Abstract TP378: Statin Use among Patients with Intracerebral Hemorrhage in the Paul Coverdell National Acute Stroke Registry
Background: Various studies have produced conflicting results on whether statins increase the risk of intracerebral hemorrhage (ICH) yet many studies show a protective effect for those on statins at the time of acute ischemic stroke (AIS). This study assesses the characteristics and outcomes of patients having intracerebral hemorrhage and statin use in the Paul Coverdell National Acute Stroke Registry (PCNASR).
Methods: There were 103,491patients with AIS and 16,319 with ICH enrolled in the PCNASR during 2009-2011. Chi-square tests were used to test for association of clinical characteristics with ICH and ICH with statin use. Logistic regression analysis was used to assess factors associated with odds of ICH vs.
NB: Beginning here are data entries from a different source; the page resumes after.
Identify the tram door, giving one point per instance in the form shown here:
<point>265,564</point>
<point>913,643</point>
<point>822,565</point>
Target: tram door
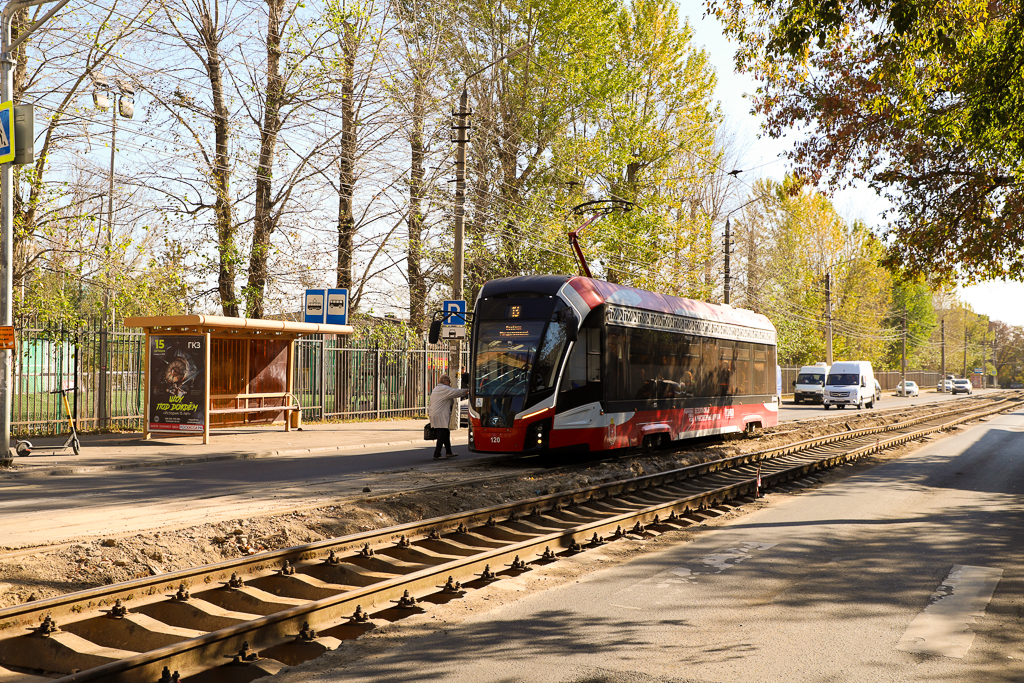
<point>582,378</point>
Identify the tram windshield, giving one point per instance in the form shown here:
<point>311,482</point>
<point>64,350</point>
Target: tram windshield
<point>504,355</point>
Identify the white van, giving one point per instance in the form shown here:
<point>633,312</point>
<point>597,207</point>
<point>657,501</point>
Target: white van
<point>809,383</point>
<point>850,383</point>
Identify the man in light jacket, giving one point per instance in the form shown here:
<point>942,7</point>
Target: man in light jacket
<point>442,401</point>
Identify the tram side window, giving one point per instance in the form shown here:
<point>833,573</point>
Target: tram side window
<point>709,368</point>
<point>688,350</point>
<point>726,354</point>
<point>581,381</point>
<point>760,382</point>
<point>615,357</point>
<point>739,382</point>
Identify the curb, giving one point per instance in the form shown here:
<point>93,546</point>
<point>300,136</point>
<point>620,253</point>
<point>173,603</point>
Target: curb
<point>61,470</point>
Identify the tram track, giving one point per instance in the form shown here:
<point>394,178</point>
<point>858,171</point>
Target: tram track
<point>288,605</point>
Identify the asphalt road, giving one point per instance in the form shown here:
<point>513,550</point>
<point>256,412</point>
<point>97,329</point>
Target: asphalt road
<point>52,509</point>
<point>792,411</point>
<point>912,570</point>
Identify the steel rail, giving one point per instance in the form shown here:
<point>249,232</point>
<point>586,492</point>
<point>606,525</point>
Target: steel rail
<point>73,604</point>
<point>281,627</point>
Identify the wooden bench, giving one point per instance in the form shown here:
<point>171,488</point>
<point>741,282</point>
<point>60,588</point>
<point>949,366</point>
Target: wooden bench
<point>288,410</point>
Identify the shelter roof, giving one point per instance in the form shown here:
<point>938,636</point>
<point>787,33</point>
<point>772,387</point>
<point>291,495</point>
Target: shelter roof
<point>252,326</point>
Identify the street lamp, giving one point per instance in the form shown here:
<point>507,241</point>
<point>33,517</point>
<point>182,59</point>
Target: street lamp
<point>7,200</point>
<point>103,95</point>
<point>462,138</point>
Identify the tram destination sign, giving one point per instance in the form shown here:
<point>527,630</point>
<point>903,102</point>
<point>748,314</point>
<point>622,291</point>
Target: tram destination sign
<point>177,383</point>
<point>649,319</point>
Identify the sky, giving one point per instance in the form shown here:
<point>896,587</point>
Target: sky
<point>998,300</point>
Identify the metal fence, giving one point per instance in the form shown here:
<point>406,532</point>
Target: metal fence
<point>335,379</point>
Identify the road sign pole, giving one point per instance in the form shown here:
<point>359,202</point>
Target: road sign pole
<point>6,238</point>
<point>7,197</point>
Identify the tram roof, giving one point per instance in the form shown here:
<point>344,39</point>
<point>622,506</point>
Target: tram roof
<point>593,293</point>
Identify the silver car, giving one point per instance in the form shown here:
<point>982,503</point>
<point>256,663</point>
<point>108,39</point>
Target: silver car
<point>963,386</point>
<point>911,389</point>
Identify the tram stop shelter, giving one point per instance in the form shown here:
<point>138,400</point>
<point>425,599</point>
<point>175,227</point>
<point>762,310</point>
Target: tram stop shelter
<point>206,372</point>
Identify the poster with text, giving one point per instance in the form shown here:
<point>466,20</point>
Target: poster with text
<point>177,382</point>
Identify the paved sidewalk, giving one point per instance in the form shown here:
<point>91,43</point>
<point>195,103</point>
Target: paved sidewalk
<point>122,452</point>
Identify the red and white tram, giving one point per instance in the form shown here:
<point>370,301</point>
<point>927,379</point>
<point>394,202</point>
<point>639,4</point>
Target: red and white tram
<point>571,363</point>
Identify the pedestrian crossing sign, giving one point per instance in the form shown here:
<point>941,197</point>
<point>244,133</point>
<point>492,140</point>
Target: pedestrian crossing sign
<point>6,132</point>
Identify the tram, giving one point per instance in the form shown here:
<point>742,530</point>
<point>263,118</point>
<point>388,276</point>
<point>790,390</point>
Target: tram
<point>569,363</point>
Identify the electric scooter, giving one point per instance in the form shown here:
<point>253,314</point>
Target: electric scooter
<point>25,449</point>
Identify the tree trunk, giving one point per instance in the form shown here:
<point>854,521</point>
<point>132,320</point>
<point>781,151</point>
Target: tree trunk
<point>417,282</point>
<point>346,171</point>
<point>226,248</point>
<point>264,221</point>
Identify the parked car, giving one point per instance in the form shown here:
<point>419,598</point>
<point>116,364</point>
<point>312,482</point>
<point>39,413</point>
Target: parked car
<point>963,386</point>
<point>809,383</point>
<point>911,389</point>
<point>849,383</point>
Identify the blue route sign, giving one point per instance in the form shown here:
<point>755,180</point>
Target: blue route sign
<point>315,303</point>
<point>454,306</point>
<point>337,306</point>
<point>6,132</point>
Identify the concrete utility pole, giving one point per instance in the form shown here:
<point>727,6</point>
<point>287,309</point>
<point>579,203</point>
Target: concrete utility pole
<point>728,275</point>
<point>461,126</point>
<point>828,318</point>
<point>7,198</point>
<point>942,377</point>
<point>902,365</point>
<point>965,350</point>
<point>984,348</point>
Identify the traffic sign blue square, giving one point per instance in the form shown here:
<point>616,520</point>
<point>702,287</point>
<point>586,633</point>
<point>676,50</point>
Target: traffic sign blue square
<point>337,306</point>
<point>455,306</point>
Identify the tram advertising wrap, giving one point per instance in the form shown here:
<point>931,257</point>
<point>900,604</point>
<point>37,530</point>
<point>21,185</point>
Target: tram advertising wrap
<point>177,385</point>
<point>568,363</point>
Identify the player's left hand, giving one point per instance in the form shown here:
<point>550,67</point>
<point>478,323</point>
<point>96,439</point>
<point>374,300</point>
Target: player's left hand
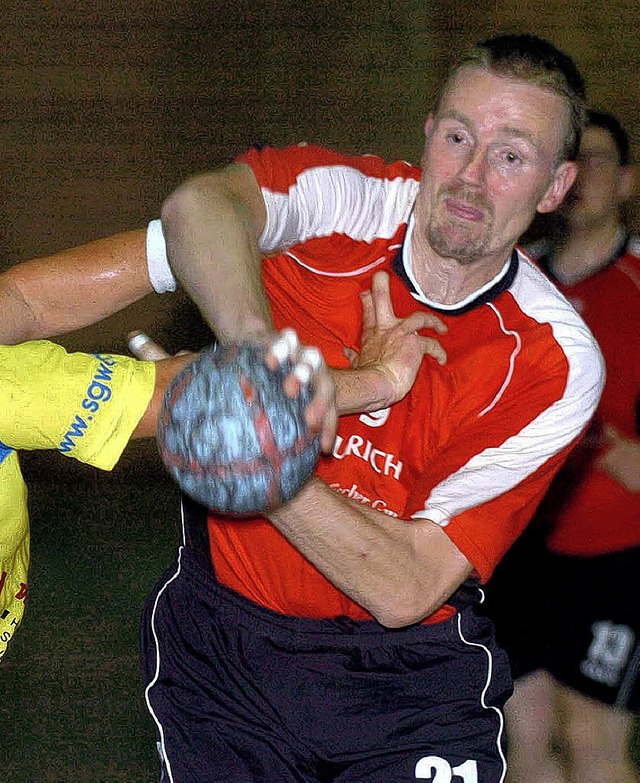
<point>308,367</point>
<point>621,458</point>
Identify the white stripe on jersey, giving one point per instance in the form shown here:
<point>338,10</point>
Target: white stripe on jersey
<point>345,201</point>
<point>497,470</point>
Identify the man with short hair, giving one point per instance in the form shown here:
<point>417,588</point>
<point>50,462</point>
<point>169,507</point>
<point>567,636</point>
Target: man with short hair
<point>337,639</point>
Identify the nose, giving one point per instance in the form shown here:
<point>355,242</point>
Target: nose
<point>473,169</point>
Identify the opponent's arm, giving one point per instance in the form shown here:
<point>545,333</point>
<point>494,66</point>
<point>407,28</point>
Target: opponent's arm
<point>71,289</point>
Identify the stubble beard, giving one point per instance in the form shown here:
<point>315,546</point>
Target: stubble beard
<point>452,239</point>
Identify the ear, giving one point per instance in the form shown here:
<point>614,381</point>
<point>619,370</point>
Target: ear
<point>428,125</point>
<point>563,178</point>
<point>626,183</point>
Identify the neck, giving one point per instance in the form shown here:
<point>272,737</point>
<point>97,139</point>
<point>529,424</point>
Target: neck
<point>447,281</point>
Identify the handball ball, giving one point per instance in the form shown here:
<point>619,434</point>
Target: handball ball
<point>229,435</point>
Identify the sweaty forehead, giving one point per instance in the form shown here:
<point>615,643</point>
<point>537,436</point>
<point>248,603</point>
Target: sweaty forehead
<point>494,103</point>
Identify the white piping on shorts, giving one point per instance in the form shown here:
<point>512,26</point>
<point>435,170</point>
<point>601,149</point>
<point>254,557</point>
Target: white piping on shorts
<point>165,758</point>
<point>484,692</point>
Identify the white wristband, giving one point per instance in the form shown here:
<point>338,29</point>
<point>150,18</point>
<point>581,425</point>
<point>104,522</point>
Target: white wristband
<point>159,271</point>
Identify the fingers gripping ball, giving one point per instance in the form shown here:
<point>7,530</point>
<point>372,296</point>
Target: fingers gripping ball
<point>229,435</point>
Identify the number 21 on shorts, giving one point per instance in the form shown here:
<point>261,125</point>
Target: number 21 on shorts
<point>438,770</point>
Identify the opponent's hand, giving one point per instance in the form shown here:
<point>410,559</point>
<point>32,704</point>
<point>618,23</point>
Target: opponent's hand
<point>391,346</point>
<point>308,367</point>
<point>621,458</point>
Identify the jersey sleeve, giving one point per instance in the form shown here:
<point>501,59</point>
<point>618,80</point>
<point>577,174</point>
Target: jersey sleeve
<point>311,193</point>
<point>84,405</point>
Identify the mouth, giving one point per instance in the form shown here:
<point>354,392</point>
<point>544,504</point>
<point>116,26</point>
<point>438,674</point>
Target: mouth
<point>463,211</point>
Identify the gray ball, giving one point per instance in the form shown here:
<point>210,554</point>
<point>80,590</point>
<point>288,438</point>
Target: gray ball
<point>229,435</point>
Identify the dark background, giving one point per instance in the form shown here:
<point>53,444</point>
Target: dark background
<point>106,106</point>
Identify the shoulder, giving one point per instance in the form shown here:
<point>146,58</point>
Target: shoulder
<point>294,160</point>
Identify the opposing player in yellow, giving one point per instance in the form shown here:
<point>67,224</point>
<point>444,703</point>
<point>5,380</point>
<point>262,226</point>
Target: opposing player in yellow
<point>85,406</point>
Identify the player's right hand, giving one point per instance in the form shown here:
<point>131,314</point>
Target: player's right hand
<point>392,346</point>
AIS and mortality among ICH patients.
Results: Of 16,319 patients with ICH, 5,522 were on statins at the time of ICH (33.8%). Among ICH patients, mean age was 72.8 for statin users (S) and 65.3 for non-statin users (NS) (p<0.0001). Median NIHSS score was 7 for ICH on S and 9 for ICH among NS (p=0.002). Mean LDL cholesterol was 101 among ICH and 102 among AIS (p=0.28). Statin use was associated with less ICH (AOR 0.82, CI 0.79, 0.85). Statin users with ICH had higher prevalence of hypertension, atrial fibrillation, ischemic heart disease, heart failure, diabetes, carotid stenosis, cardiac valve prosthesis, taking antithrombotics, antihypertensives, or prior stroke compared to NS with ICH (p<0.0001 for all). Among ICH patients, adjusted analyses showed males, older age, NIHSS score, cardiac valve prosthesis (CVP) and antithrombotic use were associated with increased in-hospital mortality, while statin use was not associated with in-hospital mortality (AOR 0.97, CI 0.80,1.16) (Table).
Conclusions: Mortality among patients with ICH was greatest among those with CVP or on antithrombotics. Statin use was associated with less severe ICH, but not with ICH in-hospital mortality.
- © 2012 by American Heart Association, Inc.